No podemos olvidar tampoco sus versiones de los ciclos sinfónicos de Beethoven, Brahms o Mahler de los años 90, verdaderas joyas de claridad de visión, coherencia y emoción. Fue por aquella altura cuando le vi por primera vez, dirigiendo a la Filarmónica de Viena, con la sinfonía Titán de Mahler. Yo, pobre, adolescente melómano que de repente se daba de bruces con un momento musical impagable, del que recuerdo sobre todo la intensidad y la magia que brotaba de aquella orquesta de sueño, pero también la energía y la contundencia de aquel director, elegante y expresivo.


Luego vino la enfermedad, y todos nos temimos lo peor. Pero la fuerza de Claudio estaba en su amor por la música, sin la que no sabía vivir, porque la amaba infinitamente, y fue ello lo que le dio fuerzas para volver, transformado en un director de una visión transcendental, honda y de una intensa espiritualidad, reduciendo su repertorio y sus apariciones a aquello que más le llenaba. Fue el renacer de un grandísimo director de orquesta que se transformó en casi un dios, del que se ha llegado a decir que no dirigía, sino que se aparecía. Su sabiduría y su exquisito sentido de la belleza nos han regalado una década más de versiones inigualables como por ejemplo La Flauta Mágica de Mozart, Fidelo de Beethoven o las sinfonías de Mahler, del que en estos últimos años se ha convertido en una referencia absoluta. Sus conciertos se habían convertido en acontecimientos, porque eran una garantía de experiencia trascendente y llena de emoción y belleza.

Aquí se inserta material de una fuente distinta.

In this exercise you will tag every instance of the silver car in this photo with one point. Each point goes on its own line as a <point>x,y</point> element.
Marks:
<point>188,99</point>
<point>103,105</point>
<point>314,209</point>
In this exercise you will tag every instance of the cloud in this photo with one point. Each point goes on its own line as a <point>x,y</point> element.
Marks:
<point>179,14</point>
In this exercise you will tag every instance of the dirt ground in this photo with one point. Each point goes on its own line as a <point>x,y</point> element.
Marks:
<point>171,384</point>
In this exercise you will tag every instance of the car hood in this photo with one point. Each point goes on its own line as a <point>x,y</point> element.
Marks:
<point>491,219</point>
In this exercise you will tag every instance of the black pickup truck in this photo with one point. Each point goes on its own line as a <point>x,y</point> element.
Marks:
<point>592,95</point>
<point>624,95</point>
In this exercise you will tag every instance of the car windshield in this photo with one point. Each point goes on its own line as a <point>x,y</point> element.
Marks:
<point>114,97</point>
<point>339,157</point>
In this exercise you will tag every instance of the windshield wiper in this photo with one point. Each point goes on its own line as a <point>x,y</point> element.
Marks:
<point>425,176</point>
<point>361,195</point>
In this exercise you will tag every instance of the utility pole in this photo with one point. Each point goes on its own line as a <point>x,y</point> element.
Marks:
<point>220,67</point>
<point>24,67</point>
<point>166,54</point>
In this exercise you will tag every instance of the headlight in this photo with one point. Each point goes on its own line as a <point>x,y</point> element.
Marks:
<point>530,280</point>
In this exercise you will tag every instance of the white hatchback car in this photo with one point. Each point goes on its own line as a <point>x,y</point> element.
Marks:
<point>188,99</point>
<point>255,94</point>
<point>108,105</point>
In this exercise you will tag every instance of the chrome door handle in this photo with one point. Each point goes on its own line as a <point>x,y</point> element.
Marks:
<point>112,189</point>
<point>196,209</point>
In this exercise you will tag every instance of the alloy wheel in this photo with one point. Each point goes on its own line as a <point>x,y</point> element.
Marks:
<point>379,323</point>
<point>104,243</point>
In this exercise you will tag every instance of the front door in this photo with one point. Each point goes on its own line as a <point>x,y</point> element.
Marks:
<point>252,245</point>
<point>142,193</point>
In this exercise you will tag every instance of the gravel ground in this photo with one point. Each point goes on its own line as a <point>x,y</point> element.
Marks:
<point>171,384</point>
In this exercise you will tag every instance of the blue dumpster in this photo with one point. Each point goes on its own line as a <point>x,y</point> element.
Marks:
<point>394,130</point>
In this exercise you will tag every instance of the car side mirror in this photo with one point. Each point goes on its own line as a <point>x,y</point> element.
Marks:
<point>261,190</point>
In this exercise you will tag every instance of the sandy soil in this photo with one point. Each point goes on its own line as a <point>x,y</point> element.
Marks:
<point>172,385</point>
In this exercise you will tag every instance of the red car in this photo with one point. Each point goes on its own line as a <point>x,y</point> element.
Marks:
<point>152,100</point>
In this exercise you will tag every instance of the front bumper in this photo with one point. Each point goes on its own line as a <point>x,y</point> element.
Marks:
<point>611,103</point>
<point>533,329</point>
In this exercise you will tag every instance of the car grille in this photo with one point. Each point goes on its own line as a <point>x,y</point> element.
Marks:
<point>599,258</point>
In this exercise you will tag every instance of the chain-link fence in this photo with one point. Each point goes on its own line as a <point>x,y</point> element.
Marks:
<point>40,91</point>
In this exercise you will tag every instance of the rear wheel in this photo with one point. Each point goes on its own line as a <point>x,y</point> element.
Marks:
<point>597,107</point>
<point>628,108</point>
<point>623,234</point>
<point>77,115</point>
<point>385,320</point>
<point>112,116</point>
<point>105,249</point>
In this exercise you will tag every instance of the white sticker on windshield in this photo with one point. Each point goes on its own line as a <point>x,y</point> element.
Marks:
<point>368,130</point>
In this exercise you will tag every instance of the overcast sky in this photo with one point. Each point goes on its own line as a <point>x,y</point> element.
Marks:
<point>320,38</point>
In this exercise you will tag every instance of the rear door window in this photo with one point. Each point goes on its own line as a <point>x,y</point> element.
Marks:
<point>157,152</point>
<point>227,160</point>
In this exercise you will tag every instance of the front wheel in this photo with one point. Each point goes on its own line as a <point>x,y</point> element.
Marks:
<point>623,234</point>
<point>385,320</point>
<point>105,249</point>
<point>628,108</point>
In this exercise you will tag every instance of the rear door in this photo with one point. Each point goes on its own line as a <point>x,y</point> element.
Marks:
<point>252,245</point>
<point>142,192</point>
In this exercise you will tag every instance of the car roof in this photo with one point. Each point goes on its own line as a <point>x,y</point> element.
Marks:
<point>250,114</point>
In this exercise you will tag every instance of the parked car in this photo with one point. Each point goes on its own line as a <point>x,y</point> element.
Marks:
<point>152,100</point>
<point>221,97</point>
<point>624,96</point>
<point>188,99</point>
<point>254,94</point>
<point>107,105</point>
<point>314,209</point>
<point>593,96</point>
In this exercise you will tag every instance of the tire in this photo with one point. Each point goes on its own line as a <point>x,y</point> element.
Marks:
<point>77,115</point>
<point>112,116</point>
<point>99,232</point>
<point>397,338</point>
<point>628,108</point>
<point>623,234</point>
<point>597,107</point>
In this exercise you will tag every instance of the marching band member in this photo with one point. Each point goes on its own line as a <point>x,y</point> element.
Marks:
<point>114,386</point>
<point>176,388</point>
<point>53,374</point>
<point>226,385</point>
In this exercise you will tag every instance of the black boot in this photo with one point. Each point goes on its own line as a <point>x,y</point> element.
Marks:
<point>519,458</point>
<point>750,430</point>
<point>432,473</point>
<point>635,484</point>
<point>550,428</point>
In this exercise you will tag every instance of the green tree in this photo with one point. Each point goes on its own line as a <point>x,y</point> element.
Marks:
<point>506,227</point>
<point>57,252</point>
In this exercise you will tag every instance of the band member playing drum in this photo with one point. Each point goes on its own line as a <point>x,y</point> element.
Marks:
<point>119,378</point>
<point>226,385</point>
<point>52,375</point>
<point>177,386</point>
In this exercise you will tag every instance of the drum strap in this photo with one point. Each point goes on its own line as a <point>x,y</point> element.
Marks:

En esa excelencia de su oficio, en esa humanidad poderosa quiero recordarle, como en ocasión del último concierto de él que presencié, hace unos años, interpretando ese grandioso edificio sonoro que es la novena sinfonía de Mahler, con sus músicos amigos de la orquesta del festival de Lucerna, en una velada que jamás podré olvidar porque no creo que vuelva a escuchar nunca algo semejante.

 Ese final que va deshaciéndose poco a poco, pero que no pierde la intensidad ni el asombro, ante un músico para el que la música lo es todo, que a pesar de luchar contra una enfermedad tan severa, mantiene la fuerza y esa sonrisa suya llena de humanidad, ese gesto cercano y esa mirada como de quien ve todo por primera vez. Aquellos minutos de silencio ante el estupor, y aquel aplauso posterior, entregado y pasional, como lo era él. Porque nos ha dejado un grandísimo músico, pero también un grandísimo ser humano, sin el que este mundo habría sido peor. Ojalá que su espíritu siga vivo y que muchos otros recojan su legado.

Seguirás para siempre con nosotros, Claudio.